Maximal Quantum Violation of the CGLMP Inequality on Its Both Sides

TL;DR

This paper analyzes the maximum quantum violations of the CGLMP inequality in high dimensions, revealing finite limits, asymmetry between positive and negative violations, and their relation to entanglement levels.

Contribution

It provides the first comprehensive numerical analysis of maximal violations for large dimensions and compares these states with maximally entangled states.

Findings

Max violations tend to finite limits as dimension increases.

Negatively maximal violations are slightly stronger than positive ones.

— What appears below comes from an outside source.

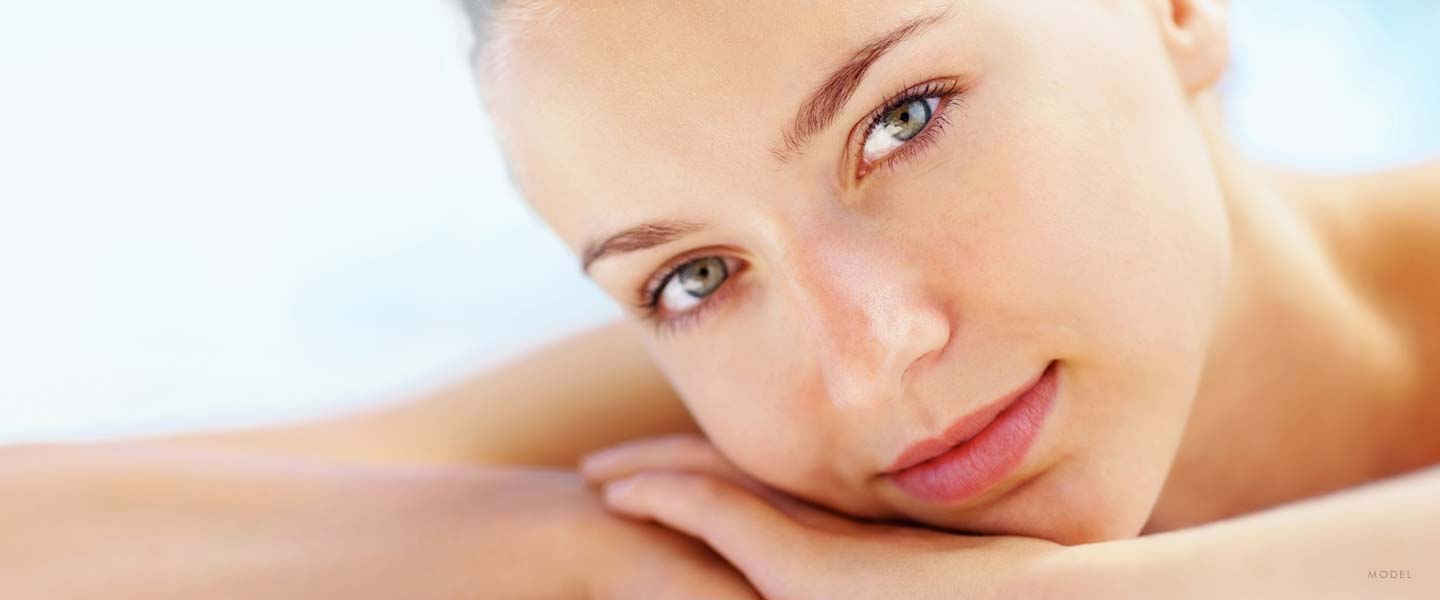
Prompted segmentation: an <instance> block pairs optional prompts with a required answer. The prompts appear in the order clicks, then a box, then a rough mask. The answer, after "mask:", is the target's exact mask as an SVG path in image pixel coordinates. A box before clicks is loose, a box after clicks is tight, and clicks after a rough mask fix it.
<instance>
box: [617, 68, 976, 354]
mask: <svg viewBox="0 0 1440 600" xmlns="http://www.w3.org/2000/svg"><path fill="white" fill-rule="evenodd" d="M926 98H939V99H940V101H939V104H937V105H936V109H935V114H932V115H930V121H929V122H926V124H924V129H922V131H920V132H919V134H917V135H916V137H913V138H910V140H909V141H907V142H906V144H903V145H900V147H899V148H896V150H894V151H891V153H890V154H887V155H886V157H884V158H881V160H880V161H877V163H874V164H868V165H867V164H864V163H863V158H861V157H863V150H864V145H865V138H868V137H870V134H871V132H874V131H876V128H877V127H880V121H881V118H884V115H886V114H887V112H890V111H891V109H894V108H899V106H901V105H906V104H909V102H914V101H917V99H926ZM959 98H960V85H959V83H958V82H955V81H953V79H939V81H929V82H924V83H920V85H916V86H910V88H906V89H903V91H900V92H897V94H893V95H891V96H890V98H888V99H887V101H886V102H883V104H881V105H880V108H877V109H876V111H874V112H871V114H870V115H868V117H867V118H865V119H863V121H861V122H863V124H865V127H864V128H863V129H860V135H854V137H855V138H857V140H855V141H854V142H852V147H851V157H855V158H854V161H855V170H857V173H855V180H857V181H858V180H861V178H864V177H868V176H871V174H874V173H876V171H877V170H880V168H893V167H894V165H896V164H899V163H901V161H904V160H906V158H912V157H914V155H917V154H919V153H922V151H924V150H926V147H929V145H930V142H933V141H935V138H936V137H937V135H940V134H942V132H943V131H945V125H946V124H948V122H949V111H950V105H952V104H958V102H959ZM707 256H711V255H694V253H690V255H687V256H684V258H678V259H675V260H672V262H670V263H668V265H667V266H665V268H662V269H660V271H658V272H655V275H654V276H651V278H649V279H648V281H647V282H645V286H644V288H641V292H639V302H638V306H636V308H638V309H639V311H641V318H642V319H644V321H647V322H649V324H651V327H652V329H654V331H655V335H657V337H664V335H667V334H674V332H677V331H680V329H684V328H685V327H688V325H693V324H696V322H698V319H700V318H701V317H704V314H707V312H708V311H710V309H711V308H713V306H717V305H719V302H721V301H723V299H724V298H726V296H729V295H730V294H732V291H733V289H734V286H736V285H734V283H732V282H730V279H732V278H734V276H736V275H739V272H740V271H743V266H740V268H734V269H729V271H727V278H726V281H724V282H723V283H720V288H716V291H714V292H711V294H710V295H708V296H706V298H704V299H701V301H700V304H698V305H696V308H691V309H688V311H685V312H680V314H677V315H674V317H665V315H661V314H660V295H661V292H664V289H665V286H667V285H670V281H671V279H672V278H674V276H675V275H677V273H680V271H681V269H684V268H685V266H688V265H690V263H691V262H696V260H700V259H704V258H707ZM727 266H729V265H727Z"/></svg>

Entanglement degree of violating states approaches a nonmaximal value.

Abstract

We investigate the maximal violations for both sides of the $d$-dimensional CGLMP inequality by using the Bell operator method. It turns out that the maximal violations have a decelerating increase as the dimension increases and tend to a finite value at infinity. The numerical values are given out up to $d=10^6$ for positively maximal violations and $d=2\times 10^5$ for negatively maximal violations. Counterintuitively, the negatively maximal violations tend to be a little stronger than the positively maximal violations. Further we show the states corresponding to these maximal violations and compare them with the maximally entangled states by utilizing entangled degree defined by von Neumann entropy. It shows that their entangled degree tends to some nonmaximal value as the dimension increases.